Yeni anayasa ve diğer olasılıklar

Bu krizin ardında yatan nedenin yeni anayasaya giden yolu aralamak olduğu söyleniyor ancak mevcut anayasanın uygulanmadığı bir siyasi iklimde yeni bir demokratik anayasa yazılması mümkün değil. Öncelikle bunun farkında olalım

Bugüne kadar pek çok -hukuki- konuda yazdım ve sanıyorum ki, yazılarımın ve dolayısıyla ülke gündeminin önemli bölümünü Anayasa'nın ihlal edildiği olaylar oluşturuyordu.

Yani, bu zamana kadar da Anayasa defalarca ihlal edilmişti.

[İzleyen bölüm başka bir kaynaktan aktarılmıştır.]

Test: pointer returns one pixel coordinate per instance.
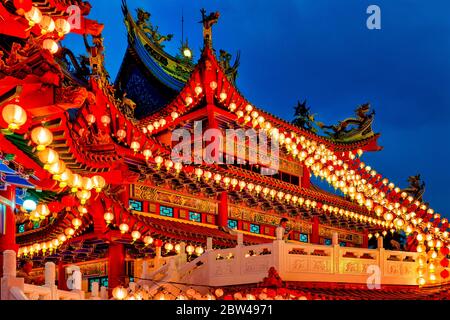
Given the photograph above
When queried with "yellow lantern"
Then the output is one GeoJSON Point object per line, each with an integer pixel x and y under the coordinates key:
{"type": "Point", "coordinates": [62, 27]}
{"type": "Point", "coordinates": [76, 222]}
{"type": "Point", "coordinates": [47, 24]}
{"type": "Point", "coordinates": [65, 177]}
{"type": "Point", "coordinates": [14, 115]}
{"type": "Point", "coordinates": [135, 235]}
{"type": "Point", "coordinates": [124, 228]}
{"type": "Point", "coordinates": [48, 157]}
{"type": "Point", "coordinates": [76, 182]}
{"type": "Point", "coordinates": [109, 217]}
{"type": "Point", "coordinates": [98, 182]}
{"type": "Point", "coordinates": [34, 16]}
{"type": "Point", "coordinates": [50, 45]}
{"type": "Point", "coordinates": [69, 232]}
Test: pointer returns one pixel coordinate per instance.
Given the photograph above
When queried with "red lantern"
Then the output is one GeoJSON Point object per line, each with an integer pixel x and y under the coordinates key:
{"type": "Point", "coordinates": [24, 5]}
{"type": "Point", "coordinates": [157, 243]}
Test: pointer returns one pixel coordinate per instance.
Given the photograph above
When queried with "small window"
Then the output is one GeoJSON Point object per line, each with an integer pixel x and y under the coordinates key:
{"type": "Point", "coordinates": [135, 205]}
{"type": "Point", "coordinates": [232, 224]}
{"type": "Point", "coordinates": [254, 228]}
{"type": "Point", "coordinates": [195, 216]}
{"type": "Point", "coordinates": [166, 211]}
{"type": "Point", "coordinates": [303, 237]}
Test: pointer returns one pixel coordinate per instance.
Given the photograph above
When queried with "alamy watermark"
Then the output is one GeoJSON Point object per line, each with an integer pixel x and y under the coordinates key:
{"type": "Point", "coordinates": [238, 146]}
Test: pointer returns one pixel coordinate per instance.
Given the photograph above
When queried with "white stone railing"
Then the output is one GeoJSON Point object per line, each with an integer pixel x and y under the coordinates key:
{"type": "Point", "coordinates": [303, 262]}
{"type": "Point", "coordinates": [13, 288]}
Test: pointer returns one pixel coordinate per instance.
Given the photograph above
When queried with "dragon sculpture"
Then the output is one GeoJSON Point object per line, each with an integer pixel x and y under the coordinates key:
{"type": "Point", "coordinates": [352, 129]}
{"type": "Point", "coordinates": [416, 187]}
{"type": "Point", "coordinates": [144, 23]}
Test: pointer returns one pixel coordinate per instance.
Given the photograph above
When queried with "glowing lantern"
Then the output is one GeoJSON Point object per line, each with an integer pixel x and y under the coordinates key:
{"type": "Point", "coordinates": [124, 228]}
{"type": "Point", "coordinates": [190, 249]}
{"type": "Point", "coordinates": [69, 232]}
{"type": "Point", "coordinates": [65, 177]}
{"type": "Point", "coordinates": [198, 90]}
{"type": "Point", "coordinates": [43, 210]}
{"type": "Point", "coordinates": [83, 196]}
{"type": "Point", "coordinates": [29, 205]}
{"type": "Point", "coordinates": [14, 115]}
{"type": "Point", "coordinates": [34, 16]}
{"type": "Point", "coordinates": [148, 240]}
{"type": "Point", "coordinates": [188, 100]}
{"type": "Point", "coordinates": [90, 118]}
{"type": "Point", "coordinates": [147, 153]}
{"type": "Point", "coordinates": [48, 157]}
{"type": "Point", "coordinates": [98, 182]}
{"type": "Point", "coordinates": [50, 45]}
{"type": "Point", "coordinates": [120, 293]}
{"type": "Point", "coordinates": [174, 115]}
{"type": "Point", "coordinates": [76, 222]}
{"type": "Point", "coordinates": [159, 160]}
{"type": "Point", "coordinates": [121, 134]}
{"type": "Point", "coordinates": [109, 217]}
{"type": "Point", "coordinates": [76, 182]}
{"type": "Point", "coordinates": [135, 235]}
{"type": "Point", "coordinates": [105, 120]}
{"type": "Point", "coordinates": [62, 27]}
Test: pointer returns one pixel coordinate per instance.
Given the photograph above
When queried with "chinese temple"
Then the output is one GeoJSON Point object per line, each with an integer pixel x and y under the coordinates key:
{"type": "Point", "coordinates": [93, 204]}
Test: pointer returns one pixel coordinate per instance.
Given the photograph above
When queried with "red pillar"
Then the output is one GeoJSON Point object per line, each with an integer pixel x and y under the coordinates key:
{"type": "Point", "coordinates": [8, 239]}
{"type": "Point", "coordinates": [62, 284]}
{"type": "Point", "coordinates": [365, 239]}
{"type": "Point", "coordinates": [315, 230]}
{"type": "Point", "coordinates": [116, 265]}
{"type": "Point", "coordinates": [222, 218]}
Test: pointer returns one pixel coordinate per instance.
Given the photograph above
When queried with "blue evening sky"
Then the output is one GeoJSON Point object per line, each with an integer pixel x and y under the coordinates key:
{"type": "Point", "coordinates": [322, 51]}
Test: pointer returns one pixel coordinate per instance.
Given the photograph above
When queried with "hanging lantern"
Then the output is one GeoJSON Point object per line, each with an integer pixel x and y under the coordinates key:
{"type": "Point", "coordinates": [109, 217]}
{"type": "Point", "coordinates": [121, 134]}
{"type": "Point", "coordinates": [50, 45]}
{"type": "Point", "coordinates": [69, 232]}
{"type": "Point", "coordinates": [124, 228]}
{"type": "Point", "coordinates": [48, 157]}
{"type": "Point", "coordinates": [65, 177]}
{"type": "Point", "coordinates": [34, 16]}
{"type": "Point", "coordinates": [76, 182]}
{"type": "Point", "coordinates": [99, 183]}
{"type": "Point", "coordinates": [62, 26]}
{"type": "Point", "coordinates": [90, 118]}
{"type": "Point", "coordinates": [87, 183]}
{"type": "Point", "coordinates": [120, 293]}
{"type": "Point", "coordinates": [14, 115]}
{"type": "Point", "coordinates": [190, 249]}
{"type": "Point", "coordinates": [47, 24]}
{"type": "Point", "coordinates": [29, 205]}
{"type": "Point", "coordinates": [23, 5]}
{"type": "Point", "coordinates": [135, 235]}
{"type": "Point", "coordinates": [148, 240]}
{"type": "Point", "coordinates": [43, 210]}
{"type": "Point", "coordinates": [76, 222]}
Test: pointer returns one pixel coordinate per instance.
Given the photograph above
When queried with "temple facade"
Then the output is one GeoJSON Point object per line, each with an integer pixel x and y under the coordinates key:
{"type": "Point", "coordinates": [134, 189]}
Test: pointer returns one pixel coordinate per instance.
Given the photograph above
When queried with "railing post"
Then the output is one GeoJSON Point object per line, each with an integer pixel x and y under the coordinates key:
{"type": "Point", "coordinates": [50, 278]}
{"type": "Point", "coordinates": [9, 279]}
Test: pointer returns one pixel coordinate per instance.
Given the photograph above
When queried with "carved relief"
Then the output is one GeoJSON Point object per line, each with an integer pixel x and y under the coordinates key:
{"type": "Point", "coordinates": [142, 192]}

Ancak bu defa Anayasa ve yargı sisteminin en üst organı, bir başka yargı organı tarafından yıpratılıyor, tartışma konusu haline getirilerek, meşruiyet zemini kaydırılmaya çalışılıyor.

Yargıtay Başkanı Mehmet Akarca, son olarak, AYM ile ciddi görüş ayrılıklarının yaklaşık 5-6 yıldır sürdüğünü ve bunun bireysel başvuru yolunun incelenmesindeki yorum farklılığından ve Anayasa'nın durumundan kaynaklandığını söyledi.

Oysa, bireysel başvuru yolu 2010'da getirildi.

Görüş ayrılıkları, 5-6 yıldır sürüyorsa, sorun bu hususta olamaz.